Software Development Process
The software development process, or life cycle (SDLC), is a structure for defining progress. There are a number of development methods which describe approaches to the tasks and objectives involved. These process models began with waterfall methods, which developed in turn into iterative, Agile, and extreme programming (XP) processes.
Typically any software development includes stages of requirement analysis, specifications, software architecture, implementation, testing, documentation, training and support, and maintenance.
In thee internal software projects, this cycle is completed for a version to be used by business and remains steady for a while till business needs new changes. However, software product development in many instances, development is never really completed, as there are numerous releases over time with new features and fixes as customer feedback is received and user needs change more frequently. With new cloud based SaaS products gaining foot in market, the cycles of development have become more agile and product companies are actually doing this shorter as possible to get more customer feedback as fast as possible.

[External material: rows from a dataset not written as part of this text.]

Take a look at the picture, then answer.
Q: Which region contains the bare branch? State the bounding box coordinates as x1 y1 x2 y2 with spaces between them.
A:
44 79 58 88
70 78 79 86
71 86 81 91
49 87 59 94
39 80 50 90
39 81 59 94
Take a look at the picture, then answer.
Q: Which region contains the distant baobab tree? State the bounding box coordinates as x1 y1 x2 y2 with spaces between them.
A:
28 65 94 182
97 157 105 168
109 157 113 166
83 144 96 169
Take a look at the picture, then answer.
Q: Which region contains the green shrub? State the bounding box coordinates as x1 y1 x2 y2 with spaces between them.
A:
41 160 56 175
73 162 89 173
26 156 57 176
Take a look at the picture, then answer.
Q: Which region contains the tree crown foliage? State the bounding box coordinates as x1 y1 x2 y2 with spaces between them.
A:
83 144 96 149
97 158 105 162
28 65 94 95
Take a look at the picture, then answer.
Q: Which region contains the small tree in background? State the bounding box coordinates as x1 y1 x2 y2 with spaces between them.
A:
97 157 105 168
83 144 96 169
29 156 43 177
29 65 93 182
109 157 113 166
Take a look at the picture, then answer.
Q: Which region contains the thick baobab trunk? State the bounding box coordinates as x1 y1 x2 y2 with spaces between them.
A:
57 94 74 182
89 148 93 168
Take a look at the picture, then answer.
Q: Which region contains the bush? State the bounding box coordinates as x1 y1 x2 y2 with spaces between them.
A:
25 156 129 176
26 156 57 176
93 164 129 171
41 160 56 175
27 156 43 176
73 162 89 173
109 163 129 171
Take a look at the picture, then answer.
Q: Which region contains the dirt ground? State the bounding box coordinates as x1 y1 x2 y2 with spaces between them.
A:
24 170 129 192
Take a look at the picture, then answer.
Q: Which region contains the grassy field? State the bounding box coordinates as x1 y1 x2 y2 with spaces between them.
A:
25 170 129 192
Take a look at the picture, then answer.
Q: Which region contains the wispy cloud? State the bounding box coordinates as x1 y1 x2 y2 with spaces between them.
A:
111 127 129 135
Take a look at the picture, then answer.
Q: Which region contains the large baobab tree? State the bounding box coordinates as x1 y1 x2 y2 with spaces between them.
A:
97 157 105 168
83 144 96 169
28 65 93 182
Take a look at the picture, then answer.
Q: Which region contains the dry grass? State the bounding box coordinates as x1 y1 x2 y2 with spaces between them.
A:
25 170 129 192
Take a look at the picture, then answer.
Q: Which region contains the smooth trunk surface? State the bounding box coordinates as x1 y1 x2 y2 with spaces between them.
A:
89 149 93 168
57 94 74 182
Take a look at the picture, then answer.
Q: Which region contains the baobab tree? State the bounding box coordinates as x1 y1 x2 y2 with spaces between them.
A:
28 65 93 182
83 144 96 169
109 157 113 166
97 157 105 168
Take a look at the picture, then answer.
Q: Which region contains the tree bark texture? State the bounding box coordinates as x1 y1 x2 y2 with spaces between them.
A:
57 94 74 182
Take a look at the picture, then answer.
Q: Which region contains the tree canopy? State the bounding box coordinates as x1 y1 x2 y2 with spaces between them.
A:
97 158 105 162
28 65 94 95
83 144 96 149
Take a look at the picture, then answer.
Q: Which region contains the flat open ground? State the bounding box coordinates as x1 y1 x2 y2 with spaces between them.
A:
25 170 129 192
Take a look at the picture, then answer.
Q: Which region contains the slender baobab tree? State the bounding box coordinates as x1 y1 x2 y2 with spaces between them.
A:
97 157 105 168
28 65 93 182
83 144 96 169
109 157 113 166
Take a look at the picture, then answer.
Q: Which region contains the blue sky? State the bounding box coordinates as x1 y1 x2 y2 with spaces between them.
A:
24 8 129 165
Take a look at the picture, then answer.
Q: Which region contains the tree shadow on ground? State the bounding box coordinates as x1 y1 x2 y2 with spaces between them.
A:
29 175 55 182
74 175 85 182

With internal software projects, it is usually seen that CIO or IT heads get the requests for business software needed, which gets checked by them if available off the shelf. This is what drives to make decisions of creating this custom internally for their business OR if a off the shelf software package can be used to meet the needs with minimal or no customization.
In technology startup space, CEO is more of an “idea man” or venture capitalist who hires or partners with a technology specialist to head up development. This is the CTO, or chief technical officer. In practice this is seldom a hands-on team leader but a technical adviser. In today’s development world of IT outsourcing, this is not someone with a vested interest in the technology startup, but a contracted, high-level consultant who can be hired as virtual CTO. The role may become more physical and they may need to bring a full time CTO in house once the product hits market
Platforms & Technology Stack
Today’s software product development can be extremely complex, and may need to run a variety of devices and platforms. Development teams must stick to their methodology to establish and meet requirements, plan system architecture, and coalesce constantly revised code blocks into a working product that satisfies all quality tests. Going at it with a poorly defined process will only lead to failure.
In contrast, an internal project although being a very important requirement from business standpoint, does not necessarily need to support many platforms for user adaptability as most of the users may still be internal to business. Technology and architecture decisions however are equally important, still rank low as preference if compared with product development needs of a technology company.